77話はこんな話
大阪に帰る直前、大久保利通(柏原収史)が暗殺されたことを知ったあさ(波瑠)は、五代(ディーン・フジオカ)のことが心配になり、うめ(友近)を置いて、五代のもとへ駆けつける。
五代があさに!
冒頭、新次郎(玉木宏)の三味線の弦が切れる。
この不吉感は、大久保利通が暗殺されたことなのか、それとも、あさが五代の元に走ったことなのか。
生前、正吉(近藤正臣)が、三味線を聴きたがっていたと、よの(風吹ジュン)に言われて、三味線を弾きはじめる新次郎。

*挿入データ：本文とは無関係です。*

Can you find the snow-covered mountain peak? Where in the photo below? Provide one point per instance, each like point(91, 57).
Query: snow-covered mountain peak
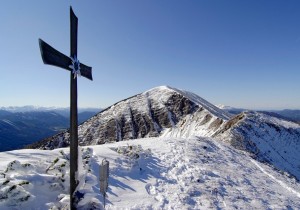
point(163, 92)
point(160, 111)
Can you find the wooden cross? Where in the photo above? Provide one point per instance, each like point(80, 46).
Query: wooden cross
point(53, 57)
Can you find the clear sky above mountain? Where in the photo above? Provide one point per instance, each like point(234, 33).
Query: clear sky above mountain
point(239, 53)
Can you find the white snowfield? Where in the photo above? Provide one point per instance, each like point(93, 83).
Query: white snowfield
point(153, 173)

放送開始4分29秒あたりから曲がはじまり、よの、ふゆ(清原果耶)がうっとり聴き、その頃、東京ではあさが五代の元へ走り、五代の事務所についたのが6分10秒。ほぼ2分間の演奏が、様々な感情のうねりを大いに煽る。
五代は、無二の親友があまりにふいにこの世から消えてしまったことで、すっかり動揺し、飲んだくれて、思わずあさにすがりつく。
何がすごいって、通常、こういった場面には恋愛要素が不可欠なはずなのに、あさにはまったくそれがないことだ。

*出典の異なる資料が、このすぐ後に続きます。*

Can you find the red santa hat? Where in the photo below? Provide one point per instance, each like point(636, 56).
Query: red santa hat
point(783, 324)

五代の心中を慮り、そのままにしておけず、帰省の予定をドタキャンして脱兎のごとく走るあさ。ふいに五代に抱きつかれ、一瞬、躊躇しながらも受け止める。普通なら、そこに若干のラブフレーバーがかかり、ふわっとしているものなのだが、あさの顔はきりっとしている。完全に恋愛感情抜き。どちらかといえば、友情だったり、子を守る母のようだったり。
朝ドラに不倫要素は、かつて「カーネーション」で物議をかもしたこともあって、自制しているのかもしれない。
その代わり、五代とあさのわかりにくい距離感を、亀助(三宅弘城)とふゆの関係性がフォロー。報われない思いに揺れながら、ピエロ的役割にならざるを得ない亀助(亀助がもっていた舌が出るからくり人形、かわいかった)が、五代の立場を代弁しているようだ。
今日の三味線の独特なねばり気のある音色も、登場人物の複雑な情感を盛り上げる、いい助けになっていた。
ところで、なんで、うめ(友近)は何がなんでも力づくで、あさが五代に会いに行くのを止めなかったのか。やっぱりうめも大久保利通に会っているので、動揺かつ五代を心配する気持ちが先に立ってしまったのか。